35.04

分野:
磁気記録
タイトル:
パルスDC電着により作製したhcpおよびfcc Coナノワイヤ
出典:
Journal of applied physics 101, 054310 (2007)
 
概要:
 陽極酸化アルミナナノホールをテンプレートとして、パルスDC電着法によりCoナノワイヤを作製した。ワイヤの直径は約40nmで長さは約5mmである。電着時の電圧パルス周波数が25Hzの場合、Coワイヤはhcp構造をとり、その[1010]軸はワイヤ長手方向を向いていた。一方、電圧パルス周波数が1kHzの場合、Coワイヤはfcc構造をとり、[111]軸がワイヤ長手方向を向いていた。
本文:
 陽極酸化アルミナのナノホールをテンプレートとして、パルスDC電着法によりCoナノワイヤを作製した。
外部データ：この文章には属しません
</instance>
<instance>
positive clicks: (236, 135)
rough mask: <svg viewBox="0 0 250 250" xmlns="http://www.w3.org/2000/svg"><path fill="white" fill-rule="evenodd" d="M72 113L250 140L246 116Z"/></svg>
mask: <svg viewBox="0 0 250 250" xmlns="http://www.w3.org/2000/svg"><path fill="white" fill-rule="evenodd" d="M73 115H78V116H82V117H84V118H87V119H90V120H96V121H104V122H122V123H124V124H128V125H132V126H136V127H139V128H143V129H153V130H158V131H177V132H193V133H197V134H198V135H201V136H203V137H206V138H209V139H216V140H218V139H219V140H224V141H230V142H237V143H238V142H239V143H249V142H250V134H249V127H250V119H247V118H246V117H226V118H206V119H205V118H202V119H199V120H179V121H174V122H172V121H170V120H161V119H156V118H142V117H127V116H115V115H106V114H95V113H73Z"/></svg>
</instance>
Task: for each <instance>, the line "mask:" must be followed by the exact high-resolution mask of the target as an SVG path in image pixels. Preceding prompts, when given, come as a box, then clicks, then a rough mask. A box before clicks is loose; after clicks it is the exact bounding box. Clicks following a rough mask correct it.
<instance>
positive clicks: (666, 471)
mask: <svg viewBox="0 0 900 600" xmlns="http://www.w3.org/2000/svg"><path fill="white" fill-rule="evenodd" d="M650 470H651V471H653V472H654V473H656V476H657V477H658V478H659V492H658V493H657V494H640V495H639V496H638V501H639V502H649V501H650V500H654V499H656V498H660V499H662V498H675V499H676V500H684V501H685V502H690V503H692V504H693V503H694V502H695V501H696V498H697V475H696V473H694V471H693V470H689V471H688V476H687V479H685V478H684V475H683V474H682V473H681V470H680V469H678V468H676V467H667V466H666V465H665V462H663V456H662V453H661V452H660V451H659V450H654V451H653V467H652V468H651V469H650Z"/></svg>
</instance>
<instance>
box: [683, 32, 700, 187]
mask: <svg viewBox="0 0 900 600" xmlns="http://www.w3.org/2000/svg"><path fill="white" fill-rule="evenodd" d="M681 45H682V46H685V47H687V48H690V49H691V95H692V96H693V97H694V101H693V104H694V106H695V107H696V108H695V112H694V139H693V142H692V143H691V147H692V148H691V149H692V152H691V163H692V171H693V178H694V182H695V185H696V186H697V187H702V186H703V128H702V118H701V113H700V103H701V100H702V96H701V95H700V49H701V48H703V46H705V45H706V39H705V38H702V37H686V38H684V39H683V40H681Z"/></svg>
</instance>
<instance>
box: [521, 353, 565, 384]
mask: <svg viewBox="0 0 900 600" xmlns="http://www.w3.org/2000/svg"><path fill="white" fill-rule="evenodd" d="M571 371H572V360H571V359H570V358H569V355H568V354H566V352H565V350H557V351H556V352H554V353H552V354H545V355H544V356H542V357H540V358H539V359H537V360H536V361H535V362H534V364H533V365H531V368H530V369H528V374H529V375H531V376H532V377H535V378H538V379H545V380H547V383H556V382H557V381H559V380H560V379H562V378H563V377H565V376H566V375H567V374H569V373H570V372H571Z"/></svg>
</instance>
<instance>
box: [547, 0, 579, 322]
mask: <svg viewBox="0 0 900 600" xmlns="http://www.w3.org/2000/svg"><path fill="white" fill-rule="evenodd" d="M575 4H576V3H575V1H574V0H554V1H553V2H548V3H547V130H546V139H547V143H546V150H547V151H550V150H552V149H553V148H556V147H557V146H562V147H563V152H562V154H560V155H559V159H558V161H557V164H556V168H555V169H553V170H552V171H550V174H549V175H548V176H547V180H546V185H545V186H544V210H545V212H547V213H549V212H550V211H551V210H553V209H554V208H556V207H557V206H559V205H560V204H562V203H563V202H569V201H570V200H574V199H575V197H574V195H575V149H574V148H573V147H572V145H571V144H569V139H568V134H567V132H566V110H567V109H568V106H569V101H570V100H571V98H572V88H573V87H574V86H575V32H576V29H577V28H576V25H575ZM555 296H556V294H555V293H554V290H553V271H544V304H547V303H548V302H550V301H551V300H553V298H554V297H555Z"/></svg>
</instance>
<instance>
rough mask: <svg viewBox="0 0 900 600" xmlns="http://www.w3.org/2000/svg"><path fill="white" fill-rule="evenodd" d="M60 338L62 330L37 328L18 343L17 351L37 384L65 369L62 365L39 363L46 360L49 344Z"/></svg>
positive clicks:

ここでは、電着時の電圧パルスの周波数を25Hz(通電時間=25ms)と1kHz(通電時間=0.5ms)に設定した。

 製膜した後、表面を研磨して膜厚を60mmから5μmまで薄くした。続いて、陽極酸化アルミナのテンプレートを2%のNaOH水溶液で溶解することで、直径=40nm,長さ=5μmのCoナノワイヤを得ている。25Hzで電着したCoナノワイヤはhcp構造をとり、ワイヤ長手方向に[1010]軸がある。磁化容易軸は形状磁気異方性によってワイヤ長手方向にあり、その保磁力は約670 Oeであった。ワイヤは一本一本が単結晶のような構造を有している。

 一方、1kHzで電着したCoナノワイヤはfcc構造をとり、ワイヤ長手方向に[111]軸がある。磁化容易軸は25Hzの試料と同様にワイヤ長手方向にあり、その保磁力は約1760 Oeであった。これは、hcp構造に比べて約2倍の大きさである。ワイヤの中には直径が2~6nmの粒子が観察され、多結晶になっていることが分かった。このような製膜周波数による構造の違いはその成長過程の違いに起因する。